空にふたをしたような雲が遠くに流れていくのが見えた。
新幹線の窓から眺める景色は時折田舎で時折、ド田舎である。
あぜ道を一直線に照らしている電柱を見ていると
いったん降りてそこを探検したいという気分になるのだが
それを事項することのできないまま
もう何度も、何度も大阪と東京の間を俺は往復していた。
今日は終わり、間もなく明日になるのであるが
今日の俺はご苦労だった。
何と言ってもここ2日間、ずっと、ずっと今日のために練習していたのだから。
面接なんてものは何を聞かれるのか分からないため、その用意はできる限り周到にしないといけない。

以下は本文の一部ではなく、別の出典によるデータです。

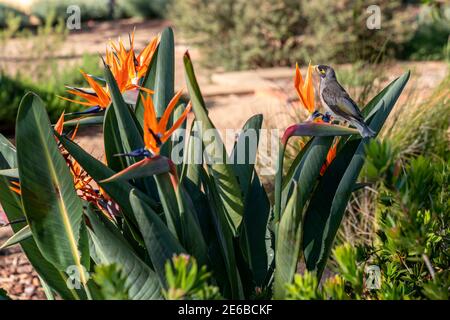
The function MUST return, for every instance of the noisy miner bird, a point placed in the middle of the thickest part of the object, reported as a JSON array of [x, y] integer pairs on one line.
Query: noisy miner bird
[[337, 101]]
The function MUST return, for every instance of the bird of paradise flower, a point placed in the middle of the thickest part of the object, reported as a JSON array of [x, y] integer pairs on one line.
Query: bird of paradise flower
[[128, 71]]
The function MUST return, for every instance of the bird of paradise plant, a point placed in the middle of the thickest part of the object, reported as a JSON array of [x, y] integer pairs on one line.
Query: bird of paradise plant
[[128, 70], [216, 212]]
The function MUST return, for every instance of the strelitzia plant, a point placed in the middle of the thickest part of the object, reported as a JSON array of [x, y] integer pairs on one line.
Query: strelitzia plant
[[216, 212]]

しかしながらどれくらい用意しても、緊張ですべて吹き飛んでしまうこともあるのだ。
やだやだ。あ~。
そして、今日はweb面接だった。
初めての、人生初めてのweb面接だった。
大学時代の新卒就職活動の際は
世界はまだ新型コロナウイルス自粛の環境下にはなかったためか
さまざまなIT企業の選考を受けていたのにも関わらず
web面接というものは一つもなかった。
そうして受けた人生初めてのweb面接は
なかなか…分からない。
web面接はwebカメラを見るため
その視線の先は相手ではないのだ。
目を合わせたいのならば相手の目とは違うところを見ることになる。
お互いが、お互いのために、相手を見ない。
俺は目を合わせて放そうとする努力を大学時代にしてきたというのに
逆に、ここにきて目をそらす努力をしようとは。
そうして今日の面接は
紋切り型の文句を言われなかったため、俺は心配になった。
新幹線に揺られながら、遠くの、山の向こうに追いやられていく雲を見て
向こうの空が焼けていくのを感じた。
おいらはどうも、まだまだ空っぽな人間のようだ。
そんな自分をたくさんの人とたくさんの何かをして埋めていきたいと思う。
俺も子供が生まれたら
「あ~かわいいかわいい!やっぱり我が子はかわいいな~」
などとはにかみながら言うのだろうか。
しかしながら母体に負担をかけるだけかけておいて
父親面する男という生き物は、なんとも使い物にならないものだと
改めて思った。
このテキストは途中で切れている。